Introduction to the fundamentals and applications of biofuels and bioenergy production; biomass resources and their composition; types of biofuels; conversion technologies (thermochemical and biochemical conversion processes); biodiesel production, algae to biofuels; economic and environmental assessments; term paper of selected topics relevant to biofuels. May be repeated up to 3 credits. Restricted to: CHME,CH E majors.

Prerequisite(s): CHME 201.

CHME 590. Graduate Seminar

1 Credit (1)

Presentations on topics of professional interest in chemical engineering. Includes seminars by faculty, graduate students, and invited speakers from academia, government, and industry. May be repeated for a total of 6 credits. May be repeated up to 6 credits. Restricted to: CHME majors.

CHME 594. Professional Communication in Chemical Engineering

2 Credits (2)

Connections between interpersonal relationships and the effective communication of information. Strategies for formal and informal written and verbal communication in the context of presentations, interviews, reports and publications. Factors affecting non-verbal communication. Special focus will be given to understanding and adapting to the audience’s perspective. 2 credits. Open to chemical engineering graduate students or by permission of instructor. This class will prepare you to communicate technical information effectively within a variety of contexts and to a variety of audiences. Class assignments will be partially based on current student needs such as preparing presentations for professional conferences, giving research progress reports, and writing research manuscripts. Restricted to: CHME majors.

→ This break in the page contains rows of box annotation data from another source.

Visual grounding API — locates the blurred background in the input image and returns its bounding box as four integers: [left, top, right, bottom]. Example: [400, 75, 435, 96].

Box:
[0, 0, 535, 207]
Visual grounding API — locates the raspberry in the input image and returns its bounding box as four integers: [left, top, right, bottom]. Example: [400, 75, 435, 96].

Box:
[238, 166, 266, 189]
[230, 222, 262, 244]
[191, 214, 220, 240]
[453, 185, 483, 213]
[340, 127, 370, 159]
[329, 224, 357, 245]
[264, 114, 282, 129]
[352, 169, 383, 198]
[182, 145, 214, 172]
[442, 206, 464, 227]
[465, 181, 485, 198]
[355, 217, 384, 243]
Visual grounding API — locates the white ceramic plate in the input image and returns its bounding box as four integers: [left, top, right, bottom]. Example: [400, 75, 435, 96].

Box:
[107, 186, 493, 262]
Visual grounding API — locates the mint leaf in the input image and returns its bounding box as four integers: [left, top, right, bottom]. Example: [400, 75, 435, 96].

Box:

Prerequisite(s): CHME graduate student standing.

CHME 595. Chemical Process Design and Business Analysis

3 Credits (3)

Graduate chemical process design principles, emphasizing literature review, patent search, heuristics application, process simulation assistance to process creation, synthesis of reactor and separator trains, second-law analysis, heat and power integration, process equipment mechanical design specifications, process design optimization, cost accounting and capital estimation, annual costs, earnings, and profitability analysis.

Prerequisite(s)/Corequisite(s): CHME 506, CHME 516, CHME 542. Prerequisite(s): CHME 452, CHME 455 L or equivalent.

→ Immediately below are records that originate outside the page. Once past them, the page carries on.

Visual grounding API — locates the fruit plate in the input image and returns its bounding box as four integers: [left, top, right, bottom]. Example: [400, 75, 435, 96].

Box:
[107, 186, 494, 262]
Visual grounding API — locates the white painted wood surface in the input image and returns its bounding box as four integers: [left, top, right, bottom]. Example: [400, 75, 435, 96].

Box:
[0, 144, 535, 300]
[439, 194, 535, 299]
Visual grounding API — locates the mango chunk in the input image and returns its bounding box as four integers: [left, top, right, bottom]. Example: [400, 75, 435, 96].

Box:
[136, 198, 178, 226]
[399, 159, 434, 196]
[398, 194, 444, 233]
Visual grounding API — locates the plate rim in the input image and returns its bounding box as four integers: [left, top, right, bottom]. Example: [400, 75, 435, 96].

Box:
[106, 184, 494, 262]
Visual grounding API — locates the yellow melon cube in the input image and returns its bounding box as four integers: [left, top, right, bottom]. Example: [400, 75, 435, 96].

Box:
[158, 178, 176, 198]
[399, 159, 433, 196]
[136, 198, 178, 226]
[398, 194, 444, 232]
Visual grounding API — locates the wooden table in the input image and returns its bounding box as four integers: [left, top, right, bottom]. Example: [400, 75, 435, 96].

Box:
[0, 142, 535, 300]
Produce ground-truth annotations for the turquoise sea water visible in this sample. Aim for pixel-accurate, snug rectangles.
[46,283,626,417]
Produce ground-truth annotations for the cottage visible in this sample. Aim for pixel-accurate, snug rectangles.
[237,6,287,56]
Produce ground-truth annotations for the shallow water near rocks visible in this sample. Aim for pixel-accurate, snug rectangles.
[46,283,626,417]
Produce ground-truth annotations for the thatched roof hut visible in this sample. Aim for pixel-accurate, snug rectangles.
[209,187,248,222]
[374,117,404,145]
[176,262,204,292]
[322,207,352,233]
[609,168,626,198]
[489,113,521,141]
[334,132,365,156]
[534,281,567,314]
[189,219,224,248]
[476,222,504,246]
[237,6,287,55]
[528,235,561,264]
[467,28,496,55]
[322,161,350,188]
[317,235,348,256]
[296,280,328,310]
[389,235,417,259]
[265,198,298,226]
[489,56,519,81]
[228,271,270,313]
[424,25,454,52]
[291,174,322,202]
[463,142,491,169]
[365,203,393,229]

CHME 596. Chemical Process Industries Research

1 Credit (1)

Independent graduate-level chemical process design project development, literature search, and proposal/defense.

Prerequisite(s): CHME 595.

CHME 597. Advanced Chemical Process Industry Analysis

2 Credits (2)

In-depth analysis and defense of a timely commercially-relevant chemical process design.

Prerequisite(s): CHME 596.

CHME 598. Ph.D. Research- Level I

1-9 Credits (1-9)

Individual investigations either analytical or experimental. May be repeated up to 6 credits.

CHME 599. Master's Thesis

1-15 Credits (1-15)

Thesis.

CHME 690. Graduate Seminar

1 Credit (1)

Presentations on topics of professional interest in chemical engineering. Includes seminars by faculty, graduate students, and invited speakers from academia, government, and industry. Required each semester for every Ph.D. student. All candidates for graduate degrees required to give seminar. May be repeated for a maximum of 8 credits. May be repeated up to 8 credits. Restricted to: CHME majors.

CHME 698. Ph.D. Research- Level II

1-9 Credits (1-9P)

Advanced topics for current research. Course subtitled in the Schedule of Classes. May be repeated up to 99 credits. Consent of Instructor required.

Prerequisite(s): successful completion of Ph D qualifying exam.

CHME 700. Doctoral Dissertation

1-9 Credits (1-9)

Individual research in selected topics of current interest in chemical engineering. May be repeated up to 88 credits. Thesis/Dissertation Grading.

Prerequisite(s): CHME 698 (9 credits) and successful completion of comprehensive exam.